Lengths of absolute filepaths

2022-01-03

While there may not be universal agreement as to what a reasonable maximum path length is, I was wondering how long paths are on average in practice.

I started off by making a list of every absolute path on my system (as root):

find / > /tmp/files.txt

This produced a 1.6G file, so I wrote a script in Rust to collect frequencies as well as an example string for each length:

use std::env::args;
use std::error::Error;
use std::fs::File;
use std::io::{BufRead, BufReader};

fn main() -> Result<(), Box<dyn Error>> {
    const V: (u32, Vec<u8>) = (0, Vec::new());
    let mut freqmap = [V; 1 << 16];
    let f = args().skip(1).next().ok_or("expected filename")?;
    let f = File::open(f)?;
    let f = BufReader::new(f);
    for l in f.split(b'\n') {
        let l = l?;
        let i = l.len();
        freqmap[i].0 += 1;
        freqmap[i].1 = l;
    }
    for (i, (c, l)) in freqmap.iter().enumerate() {
        if *c != 0 {
            println!("{:>4} {:>8} '{}'", i, c, String::from_utf8_lossy(l));
        }
    }
    Ok(())
}

The longest filepaths

On my system, the longest filepath is 344 characters long.

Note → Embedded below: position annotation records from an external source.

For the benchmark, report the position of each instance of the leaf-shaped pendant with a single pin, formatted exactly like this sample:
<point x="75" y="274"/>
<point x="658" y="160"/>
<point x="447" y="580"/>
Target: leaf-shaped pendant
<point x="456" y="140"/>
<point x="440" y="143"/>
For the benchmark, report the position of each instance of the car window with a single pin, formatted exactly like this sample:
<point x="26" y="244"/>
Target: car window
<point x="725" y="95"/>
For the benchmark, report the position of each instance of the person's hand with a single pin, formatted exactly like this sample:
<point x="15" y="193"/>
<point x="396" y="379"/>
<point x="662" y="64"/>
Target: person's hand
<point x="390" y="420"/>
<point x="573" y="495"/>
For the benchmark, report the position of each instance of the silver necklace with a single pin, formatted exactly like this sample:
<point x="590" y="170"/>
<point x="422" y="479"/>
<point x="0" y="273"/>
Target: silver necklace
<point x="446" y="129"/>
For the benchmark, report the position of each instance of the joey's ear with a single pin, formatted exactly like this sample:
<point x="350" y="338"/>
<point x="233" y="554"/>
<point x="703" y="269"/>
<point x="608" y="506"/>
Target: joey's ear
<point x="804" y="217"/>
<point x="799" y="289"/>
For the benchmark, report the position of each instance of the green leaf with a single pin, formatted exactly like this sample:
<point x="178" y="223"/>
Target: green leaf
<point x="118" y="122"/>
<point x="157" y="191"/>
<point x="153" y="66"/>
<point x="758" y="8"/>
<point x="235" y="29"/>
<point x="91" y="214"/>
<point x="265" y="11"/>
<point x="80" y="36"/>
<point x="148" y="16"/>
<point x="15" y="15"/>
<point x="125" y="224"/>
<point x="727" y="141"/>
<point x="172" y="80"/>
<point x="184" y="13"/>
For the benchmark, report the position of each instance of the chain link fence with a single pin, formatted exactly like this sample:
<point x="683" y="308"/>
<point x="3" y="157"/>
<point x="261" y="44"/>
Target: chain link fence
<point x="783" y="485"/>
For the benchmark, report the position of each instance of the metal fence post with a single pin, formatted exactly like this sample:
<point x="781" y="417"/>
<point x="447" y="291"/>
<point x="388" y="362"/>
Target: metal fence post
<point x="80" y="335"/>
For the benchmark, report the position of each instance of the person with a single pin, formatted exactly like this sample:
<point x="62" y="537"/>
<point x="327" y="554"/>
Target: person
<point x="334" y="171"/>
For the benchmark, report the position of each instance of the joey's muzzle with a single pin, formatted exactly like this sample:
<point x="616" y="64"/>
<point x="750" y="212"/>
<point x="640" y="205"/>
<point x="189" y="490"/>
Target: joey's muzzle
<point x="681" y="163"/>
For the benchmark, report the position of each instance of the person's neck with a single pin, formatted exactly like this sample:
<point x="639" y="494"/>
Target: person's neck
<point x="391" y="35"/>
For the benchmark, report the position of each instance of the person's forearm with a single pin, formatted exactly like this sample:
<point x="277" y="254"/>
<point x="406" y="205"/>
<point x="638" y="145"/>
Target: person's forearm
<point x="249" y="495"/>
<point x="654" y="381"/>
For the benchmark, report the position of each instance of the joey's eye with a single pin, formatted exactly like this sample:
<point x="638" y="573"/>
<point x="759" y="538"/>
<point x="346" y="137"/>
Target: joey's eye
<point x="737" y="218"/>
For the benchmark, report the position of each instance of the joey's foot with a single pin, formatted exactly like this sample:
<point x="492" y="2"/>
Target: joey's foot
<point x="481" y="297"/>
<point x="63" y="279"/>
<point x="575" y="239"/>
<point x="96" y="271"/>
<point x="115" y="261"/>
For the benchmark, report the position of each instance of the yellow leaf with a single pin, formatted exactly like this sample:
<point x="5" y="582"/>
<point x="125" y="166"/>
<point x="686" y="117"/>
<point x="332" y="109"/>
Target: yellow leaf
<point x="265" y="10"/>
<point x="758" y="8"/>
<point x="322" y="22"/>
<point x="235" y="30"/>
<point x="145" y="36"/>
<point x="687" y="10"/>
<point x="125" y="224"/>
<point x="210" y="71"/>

The path in question is:

/tank/backup/backup/pc1/david/.cache/yarn/v6/npm-socketcluster-14.4.1-e39883c005becbf1d6dba2ced7e04bbfa857693d-integrity/node_modules/socketcluster/sample/node_modules/socketcluster/sample/node_modules/socketcluster/sample/node_modules/socketcluster/sample/node_modules/scc-broker-client/node_modules/socketcluster-client/lib/scsocketcreator.js

Removing all paths that contain node_modules with rg -Nv node_modules files.txt and rerunning the script shows that the longest path without node_modues is 272 characters long:

/tank/backup/backup/pc1/david/Documents/compilers/osxcross/target/SDK/MacOSX11.1.sdk/System/iOSSupport/System/Library/Frameworks/_AuthenticationServices_SwiftUI.framework/Versions/A/Modules/_AuthenticationServices_SwiftUI.swiftmodule/x86_64-apple-ios-macabi.swiftinterface

The one path that is 271 characters long is:

/tank/backup/disaster/software/os/yocto/poky-support/poky-contrib-archive/scripts/lib/bsp/substrate/target/arch/layer/{{ if create_example_bbappend == "y": }} recipes-example-bbappend/example-bbappend/{{=example_bbappend_name}}-{{=example_bbappend_version}}/example.patch

Removing all instances involving osxcross and yocto reveals no further obvious patterns other that the files are part of a software project (with .cabal files as the sole exception).

Outliers

Plotting the frequency map with gnuplot reveals an interesting graph:

Plot

gnuplot> set style data histograms
gnuplot> plot './files_freqmap.txt' using 2:xtic(1)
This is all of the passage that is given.